JAKARTA - Media Pemerintah Korea Utara memeringatkan potensi pertempuran yang panjang melawan virus corona, serta mengatakan vaksin yang dikembangkan oleh pembuat obat global, terbukti bukan obat mujarab universal.
Penilaian ini dikeluarkan, di tengah belum adanya satu pun kasus konfirmasi positif COVID-19 di Korea Utara. Otoritas Korea Selatan menilai, kasus COVID-19 di sana tidak bisa dikesampingkan dan harus diwasapdai.
Ini mengingat hubungan erat antara Korea Utara dengan China, terutama hubungan perdagangan, serta arus lalu-lintas orang antar kedua negara, sebelum diberlakukannya penutupan perbatasan awal tahun lalu.
Rodong Sinmun, surat kabar resmi Partai Buruh yang berkuasa, mengatakan pandemi hanya memburuk, berkepanjangan meskipun vaksin sudah dikembangkan.
Vaksin virus corona baru yang diperkenalkan secara kompetitif oleh berbagai negara pernah dianggap sebagai secercah harapan bagi umat manusia yang dapat mengakhiri perang melawan penyakit menakutkan ini.
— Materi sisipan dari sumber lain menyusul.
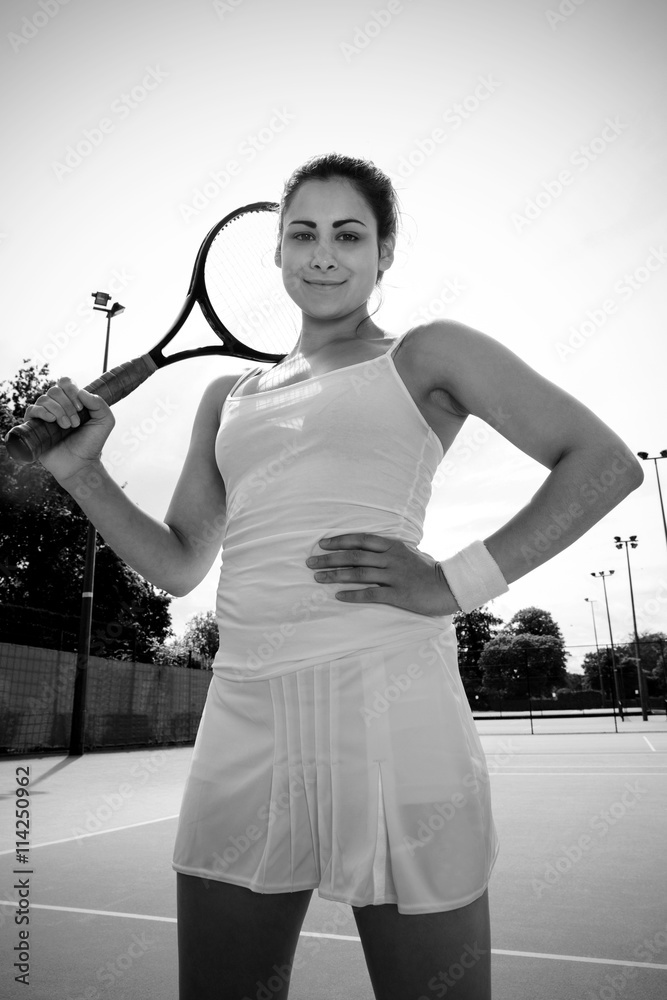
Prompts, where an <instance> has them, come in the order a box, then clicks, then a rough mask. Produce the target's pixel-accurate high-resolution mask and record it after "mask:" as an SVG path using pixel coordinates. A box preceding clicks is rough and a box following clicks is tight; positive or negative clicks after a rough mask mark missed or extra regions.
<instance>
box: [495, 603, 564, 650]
mask: <svg viewBox="0 0 667 1000" xmlns="http://www.w3.org/2000/svg"><path fill="white" fill-rule="evenodd" d="M505 631H506V632H508V633H510V634H511V635H523V634H527V635H552V636H553V637H554V638H555V639H558V640H559V641H560V642H561V643H562V645H563V646H564V645H565V639H564V638H563V633H562V632H561V630H560V628H559V626H558V625H557V624H556V622H555V621H554V619H553V618H552V616H551V615H550V614H549V612H548V611H544V610H543V609H542V608H535V607H530V608H521V610H520V611H517V613H516V614H515V615H513V616H512V618H510V620H509V621H508V623H507V625H506V626H505Z"/></svg>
"Tetapi situasi di banyak negara dengan jelas membuktikan, vaksin tidak pernah menjadi obat mujarab universal," tulis Rodong Sinmun, mengutip laporan berita tentang meningkatnya jumlah kasus baru di luar negeri dan masalah keamanan.
Laporan tersebut mendesak orang untuk bersiap menghadapi pandemi COVID-19 yang berkepanjangan, menggambarkannya sebagai kenyataan yang tak terhindarkan, menyerukan upaya untuk memperkuat langkah-langkah anti-virus dan menumbuhkan loyalitas kepada pemimpin Kim Jong Un dan partainya.
Korea Utara direncanakan menerima hampir dua juta dosis vaksin COVID-19 AstraZeneca pada paruh pertama tahun ini, melalui program berbagi COVAX.
Tetapi perwakilan Organisasi Kesehatan Dunia (WHO) untuk Korea Utara Edwin Salvador bulan lalu mengatakan, pengiriman ditunda karena kekurangan pasokan, mengutip aliansi GAVI, menurut media Korea Selatan.
BACA JUGA:
Dalam komentarnya kepada Reuters, Salvador mengatakan Korea Utara sedang menyelesaikan persyaratan teknis yang diperlukan untuk menerima vaksin, tetapi tidak merinci lebih lanjut. Aliansi GAVI, yang memimpin COVAX dengan WHO, tidak segera menanggapi permintaan komentar.